We all know the rule: always a LZ within glide (somehow you respected that, only just!)
good narration;
glad you got out of this. that is why i like the plains (and having a drag chute...) near the last big white tank looked a good option...
We all know the rule: always a LZ within glide (somehow you respected that, only just!)
good narration;
Hi Pascal, I'm glad you liked the narration. It's easier for me to narrate than write captions. The bad parts of this glide were when I was out of easy reach of the fire roads. It would have been more prudent for me to follow the ridges that had fire roads even if it meant having to land on the hillside and need a long retrieve rather than squeaking out by that water tank. I'm not proud of the glide but I do like the scenery in the video. I am looking forward to flying my Falcon and just relaxing the next chance I get.
Cheers, Jonathan
It is SeeYou from Naviter. The evaluation download is fully functional for two weeks then parts stop working. It's expensive but I use it for flight analysis to help my XC. I use Fraps for the screen capture.

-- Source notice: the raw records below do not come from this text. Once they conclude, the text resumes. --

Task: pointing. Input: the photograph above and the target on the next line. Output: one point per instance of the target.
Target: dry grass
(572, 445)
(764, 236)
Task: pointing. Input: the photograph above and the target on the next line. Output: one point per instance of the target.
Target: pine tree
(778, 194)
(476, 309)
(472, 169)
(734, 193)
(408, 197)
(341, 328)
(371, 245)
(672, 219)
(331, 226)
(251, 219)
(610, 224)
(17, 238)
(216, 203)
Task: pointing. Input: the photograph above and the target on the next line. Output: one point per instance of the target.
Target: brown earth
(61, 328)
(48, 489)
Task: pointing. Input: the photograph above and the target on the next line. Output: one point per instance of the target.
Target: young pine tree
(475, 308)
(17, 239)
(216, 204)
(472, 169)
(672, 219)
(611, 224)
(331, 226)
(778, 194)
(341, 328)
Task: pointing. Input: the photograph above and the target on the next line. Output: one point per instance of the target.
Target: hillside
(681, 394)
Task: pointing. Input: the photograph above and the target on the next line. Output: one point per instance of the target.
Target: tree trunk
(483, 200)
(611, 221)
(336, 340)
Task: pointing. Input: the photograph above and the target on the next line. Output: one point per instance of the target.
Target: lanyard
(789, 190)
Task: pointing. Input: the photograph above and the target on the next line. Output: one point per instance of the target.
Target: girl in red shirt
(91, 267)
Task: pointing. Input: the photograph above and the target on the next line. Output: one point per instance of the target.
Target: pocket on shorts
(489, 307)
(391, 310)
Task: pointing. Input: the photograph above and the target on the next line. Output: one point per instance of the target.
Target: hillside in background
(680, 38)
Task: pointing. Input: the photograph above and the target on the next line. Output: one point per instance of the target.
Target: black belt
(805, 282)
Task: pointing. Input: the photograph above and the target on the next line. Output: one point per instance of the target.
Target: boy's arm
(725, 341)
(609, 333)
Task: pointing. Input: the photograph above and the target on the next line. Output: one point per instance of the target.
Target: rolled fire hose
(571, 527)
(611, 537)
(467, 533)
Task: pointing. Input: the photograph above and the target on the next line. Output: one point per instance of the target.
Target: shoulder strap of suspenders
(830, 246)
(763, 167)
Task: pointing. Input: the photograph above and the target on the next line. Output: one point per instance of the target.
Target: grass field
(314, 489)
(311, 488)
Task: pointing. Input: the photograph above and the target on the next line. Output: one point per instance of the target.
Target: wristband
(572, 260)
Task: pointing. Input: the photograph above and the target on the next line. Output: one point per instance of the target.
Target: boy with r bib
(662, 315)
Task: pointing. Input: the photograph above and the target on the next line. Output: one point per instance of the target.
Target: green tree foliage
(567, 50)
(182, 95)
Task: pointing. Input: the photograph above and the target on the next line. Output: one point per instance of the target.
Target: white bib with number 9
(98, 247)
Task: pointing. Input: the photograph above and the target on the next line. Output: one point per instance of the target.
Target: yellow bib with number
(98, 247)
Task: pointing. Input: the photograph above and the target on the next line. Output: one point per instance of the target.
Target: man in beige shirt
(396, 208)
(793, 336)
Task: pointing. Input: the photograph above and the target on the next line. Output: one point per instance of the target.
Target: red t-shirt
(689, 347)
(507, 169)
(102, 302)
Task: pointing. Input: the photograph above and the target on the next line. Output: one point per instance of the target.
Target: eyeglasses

Ya, I worry about getting flushed out all the time. We have it hard where we fly.
I hit heavy sink once on an XC and only had about 100 square miles of sea level flatland to land on.
It was a tough decision weather to land by the road near a cottage and see if I could cadge a cup of tea, or to stretch it out a bit and find a village pub.
These are the tough choices us flatlanders have to make sometimes!